Nuclear factor-kappa B: from clone to clinic.

作者信息

Ahn Kwang Seok, Sethi Gautam, Aggarwal Bharat B

机构信息

Cytokine Research Laboratory, Department of Experimental Therapeutics, The University of Texas M. D. Anderson Cancer Center, Houston, TX 77030, USA.

出版信息

Curr Mol Med. 2007 Nov;7(7):619-37. doi: 10.2174/156652407782564363.

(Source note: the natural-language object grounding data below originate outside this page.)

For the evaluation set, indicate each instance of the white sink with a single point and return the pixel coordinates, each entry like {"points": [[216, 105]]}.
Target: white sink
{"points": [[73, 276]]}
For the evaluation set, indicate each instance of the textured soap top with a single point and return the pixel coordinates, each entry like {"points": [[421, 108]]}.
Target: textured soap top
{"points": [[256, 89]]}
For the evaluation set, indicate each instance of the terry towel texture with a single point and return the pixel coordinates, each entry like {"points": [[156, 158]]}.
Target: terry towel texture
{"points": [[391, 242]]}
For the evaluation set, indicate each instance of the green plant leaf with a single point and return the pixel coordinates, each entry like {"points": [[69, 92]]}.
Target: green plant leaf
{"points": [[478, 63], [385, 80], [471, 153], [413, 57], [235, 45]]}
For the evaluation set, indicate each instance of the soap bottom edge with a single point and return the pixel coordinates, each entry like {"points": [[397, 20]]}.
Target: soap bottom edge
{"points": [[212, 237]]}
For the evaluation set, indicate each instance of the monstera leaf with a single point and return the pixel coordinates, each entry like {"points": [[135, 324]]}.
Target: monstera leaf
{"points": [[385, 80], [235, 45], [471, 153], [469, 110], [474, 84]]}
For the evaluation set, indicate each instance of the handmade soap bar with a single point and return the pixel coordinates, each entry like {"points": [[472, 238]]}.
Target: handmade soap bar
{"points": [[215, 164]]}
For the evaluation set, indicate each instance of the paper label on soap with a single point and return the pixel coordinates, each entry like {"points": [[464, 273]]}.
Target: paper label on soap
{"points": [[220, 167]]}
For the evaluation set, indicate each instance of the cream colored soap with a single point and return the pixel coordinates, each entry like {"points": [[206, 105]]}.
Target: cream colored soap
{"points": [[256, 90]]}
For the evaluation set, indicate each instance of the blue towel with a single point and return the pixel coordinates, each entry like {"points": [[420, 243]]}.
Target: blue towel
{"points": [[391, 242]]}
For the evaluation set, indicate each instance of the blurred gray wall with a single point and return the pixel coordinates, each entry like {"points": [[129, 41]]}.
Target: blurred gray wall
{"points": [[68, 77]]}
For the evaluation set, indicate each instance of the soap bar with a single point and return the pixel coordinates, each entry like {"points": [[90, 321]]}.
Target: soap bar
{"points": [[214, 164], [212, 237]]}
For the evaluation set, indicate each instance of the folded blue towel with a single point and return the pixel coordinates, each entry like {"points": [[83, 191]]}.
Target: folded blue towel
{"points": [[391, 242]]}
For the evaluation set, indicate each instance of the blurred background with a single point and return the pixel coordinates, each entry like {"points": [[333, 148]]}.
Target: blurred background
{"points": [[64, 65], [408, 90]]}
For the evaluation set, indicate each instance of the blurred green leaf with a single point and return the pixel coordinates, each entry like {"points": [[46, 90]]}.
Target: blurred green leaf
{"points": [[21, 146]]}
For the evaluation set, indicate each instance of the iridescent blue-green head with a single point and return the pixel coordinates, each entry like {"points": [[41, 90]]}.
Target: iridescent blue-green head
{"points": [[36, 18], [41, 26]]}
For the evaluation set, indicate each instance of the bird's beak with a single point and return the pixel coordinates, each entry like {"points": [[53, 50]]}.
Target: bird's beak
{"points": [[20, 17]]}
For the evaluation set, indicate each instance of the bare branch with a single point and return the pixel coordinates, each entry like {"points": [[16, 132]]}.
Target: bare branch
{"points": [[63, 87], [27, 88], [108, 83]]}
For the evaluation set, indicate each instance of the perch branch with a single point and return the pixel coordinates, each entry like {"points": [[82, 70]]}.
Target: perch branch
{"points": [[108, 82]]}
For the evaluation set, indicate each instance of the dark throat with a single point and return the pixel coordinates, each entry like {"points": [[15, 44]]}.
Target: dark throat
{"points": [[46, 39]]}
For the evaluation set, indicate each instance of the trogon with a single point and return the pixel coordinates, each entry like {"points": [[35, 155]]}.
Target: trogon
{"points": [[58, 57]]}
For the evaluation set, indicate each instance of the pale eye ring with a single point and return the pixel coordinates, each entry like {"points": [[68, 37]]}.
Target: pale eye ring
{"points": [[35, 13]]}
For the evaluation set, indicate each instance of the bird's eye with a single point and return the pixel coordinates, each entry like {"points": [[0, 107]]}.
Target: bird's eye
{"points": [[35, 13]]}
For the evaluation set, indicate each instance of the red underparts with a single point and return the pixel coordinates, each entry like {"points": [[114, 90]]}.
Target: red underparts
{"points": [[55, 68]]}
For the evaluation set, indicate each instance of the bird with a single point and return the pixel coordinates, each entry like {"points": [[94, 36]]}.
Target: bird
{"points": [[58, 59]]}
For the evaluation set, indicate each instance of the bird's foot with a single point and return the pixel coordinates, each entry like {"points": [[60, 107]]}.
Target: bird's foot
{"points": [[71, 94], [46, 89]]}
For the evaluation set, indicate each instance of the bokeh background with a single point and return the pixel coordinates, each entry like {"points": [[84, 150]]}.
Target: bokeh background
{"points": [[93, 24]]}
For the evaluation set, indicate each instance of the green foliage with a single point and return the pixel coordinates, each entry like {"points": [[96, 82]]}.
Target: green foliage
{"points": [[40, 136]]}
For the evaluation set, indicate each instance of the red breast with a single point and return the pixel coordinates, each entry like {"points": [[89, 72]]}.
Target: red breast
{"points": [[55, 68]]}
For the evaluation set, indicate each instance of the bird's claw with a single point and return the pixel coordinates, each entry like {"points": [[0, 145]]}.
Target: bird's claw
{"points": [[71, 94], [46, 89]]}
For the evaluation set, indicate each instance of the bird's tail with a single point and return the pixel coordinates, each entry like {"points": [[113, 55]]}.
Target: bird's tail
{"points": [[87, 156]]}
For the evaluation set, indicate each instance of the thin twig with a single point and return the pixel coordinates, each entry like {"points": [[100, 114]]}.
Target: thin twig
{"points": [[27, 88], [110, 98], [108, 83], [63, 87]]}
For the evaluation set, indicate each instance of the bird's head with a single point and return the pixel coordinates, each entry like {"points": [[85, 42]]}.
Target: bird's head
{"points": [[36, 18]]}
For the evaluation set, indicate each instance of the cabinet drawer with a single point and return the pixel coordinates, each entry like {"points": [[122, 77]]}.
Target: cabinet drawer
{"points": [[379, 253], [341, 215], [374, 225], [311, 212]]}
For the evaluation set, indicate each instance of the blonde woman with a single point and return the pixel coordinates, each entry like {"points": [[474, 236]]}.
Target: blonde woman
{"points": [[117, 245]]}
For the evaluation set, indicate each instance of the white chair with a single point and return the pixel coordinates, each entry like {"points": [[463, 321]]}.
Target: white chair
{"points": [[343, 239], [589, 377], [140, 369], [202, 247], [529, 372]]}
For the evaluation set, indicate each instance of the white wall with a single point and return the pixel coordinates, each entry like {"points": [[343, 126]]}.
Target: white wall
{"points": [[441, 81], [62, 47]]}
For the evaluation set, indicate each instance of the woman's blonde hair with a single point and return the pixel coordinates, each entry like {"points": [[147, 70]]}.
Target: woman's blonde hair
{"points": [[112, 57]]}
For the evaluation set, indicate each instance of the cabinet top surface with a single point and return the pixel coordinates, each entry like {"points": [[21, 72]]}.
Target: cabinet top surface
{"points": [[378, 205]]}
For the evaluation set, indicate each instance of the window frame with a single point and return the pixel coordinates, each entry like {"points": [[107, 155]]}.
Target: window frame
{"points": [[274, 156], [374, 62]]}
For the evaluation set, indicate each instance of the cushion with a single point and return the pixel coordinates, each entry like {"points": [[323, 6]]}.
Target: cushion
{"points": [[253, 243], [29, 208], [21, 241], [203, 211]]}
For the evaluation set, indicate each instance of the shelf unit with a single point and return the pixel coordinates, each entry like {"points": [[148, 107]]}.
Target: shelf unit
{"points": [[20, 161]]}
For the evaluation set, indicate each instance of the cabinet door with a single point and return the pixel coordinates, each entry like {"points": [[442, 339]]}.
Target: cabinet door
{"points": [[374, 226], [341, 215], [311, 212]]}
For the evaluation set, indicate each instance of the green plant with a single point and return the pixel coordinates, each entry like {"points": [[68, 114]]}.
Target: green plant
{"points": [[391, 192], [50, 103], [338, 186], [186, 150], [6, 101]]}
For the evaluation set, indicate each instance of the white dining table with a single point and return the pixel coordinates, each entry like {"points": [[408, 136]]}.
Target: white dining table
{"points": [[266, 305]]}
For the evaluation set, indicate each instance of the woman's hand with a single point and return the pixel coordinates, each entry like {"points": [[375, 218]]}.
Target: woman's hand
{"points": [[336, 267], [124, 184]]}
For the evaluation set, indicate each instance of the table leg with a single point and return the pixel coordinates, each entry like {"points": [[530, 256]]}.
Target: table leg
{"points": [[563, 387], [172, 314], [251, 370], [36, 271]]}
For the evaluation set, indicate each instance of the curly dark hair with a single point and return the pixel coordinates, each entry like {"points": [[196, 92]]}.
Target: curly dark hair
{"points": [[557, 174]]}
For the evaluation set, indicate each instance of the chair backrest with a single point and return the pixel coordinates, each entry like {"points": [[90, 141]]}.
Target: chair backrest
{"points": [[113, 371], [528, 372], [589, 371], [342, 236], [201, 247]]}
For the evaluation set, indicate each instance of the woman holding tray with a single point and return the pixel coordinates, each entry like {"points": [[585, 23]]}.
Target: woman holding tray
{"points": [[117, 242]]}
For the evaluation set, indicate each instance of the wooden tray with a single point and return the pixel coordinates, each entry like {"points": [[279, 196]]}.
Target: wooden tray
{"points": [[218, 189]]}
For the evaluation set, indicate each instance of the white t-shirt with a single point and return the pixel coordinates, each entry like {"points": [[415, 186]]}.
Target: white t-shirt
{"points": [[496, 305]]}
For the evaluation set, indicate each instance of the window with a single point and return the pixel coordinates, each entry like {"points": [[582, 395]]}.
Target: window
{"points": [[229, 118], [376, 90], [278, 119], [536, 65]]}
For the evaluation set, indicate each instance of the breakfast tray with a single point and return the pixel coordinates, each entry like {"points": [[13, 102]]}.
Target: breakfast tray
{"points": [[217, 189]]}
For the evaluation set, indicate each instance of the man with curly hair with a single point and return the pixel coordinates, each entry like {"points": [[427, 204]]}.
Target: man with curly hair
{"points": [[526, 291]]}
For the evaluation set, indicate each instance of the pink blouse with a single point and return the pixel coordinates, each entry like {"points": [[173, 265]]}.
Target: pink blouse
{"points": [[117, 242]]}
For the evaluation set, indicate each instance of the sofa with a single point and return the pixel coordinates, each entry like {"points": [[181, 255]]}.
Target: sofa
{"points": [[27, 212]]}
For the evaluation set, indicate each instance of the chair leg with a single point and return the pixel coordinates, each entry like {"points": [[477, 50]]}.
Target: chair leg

DOI:10.2174/156652407782564363
PMID:18045141
Abstract

Nuclear transcription factor kappaB (NF-kappaB) was first discovered in 1986 in the nucleus of the B cell as an enhancer in the kappa immunoglobulin chain. However, this factor has identified in the cytoplasm in the resting state. When activated in response to inflammatory stimuli, carcinogens, stress, ionizing radiation, and growth factors; NF-kappaB translocates to the nucleus where it upregulates the expression of over 400 different gene products linked with inflammation, cell survival, proliferation, invasion, and angiogenesis. The activation of NF-kappaB has now been linked with a variety of inflammatory diseases, including cancer and pulmonary, autoimmune, skin, neurodegenerative, and cardiovascular disorders. Indeed, constitutive NF-kappaB activation frequently correlates with the proliferation, survival, chemoresistance, radioresistance, and progression of various cancers. Hence, NF-kappaB has both diagnostic and prognostic applications. In addition, pharmaceutical companies are aggressively pursuing development of inhibitors of NF-kappaB with therapeutic potential. Thus within last decades this transcription factor, discovered serendipitously, has moved from "clone to clinic".

摘要

核转录因子κB(NF-κB)于1986年首次在B细胞核中作为κ免疫球蛋白链中的一种增强子被发现。然而,该因子在静息状态下存在于细胞质中。当受到炎症刺激、致癌物、应激、电离辐射和生长因子的激活时,NF-κB会转移到细胞核,在那里它上调与炎症、细胞存活、增殖、侵袭和血管生成相关的400多种不同基因产物的表达。NF-κB的激活现在已与多种炎症性疾病相关联,包括癌症以及肺部、自身免疫性、皮肤、神经退行性和心血管疾病。事实上,组成型NF-κB激活常常与各种癌症的增殖、存活、化疗耐药性、放疗耐受性和进展相关。因此,NF-κB具有诊断和预后应用价值。此外,制药公司正在积极研发具有治疗潜力的NF-κB抑制剂。因此,在过去几十年中,这个偶然发现的转录因子已从“克隆走向临床”。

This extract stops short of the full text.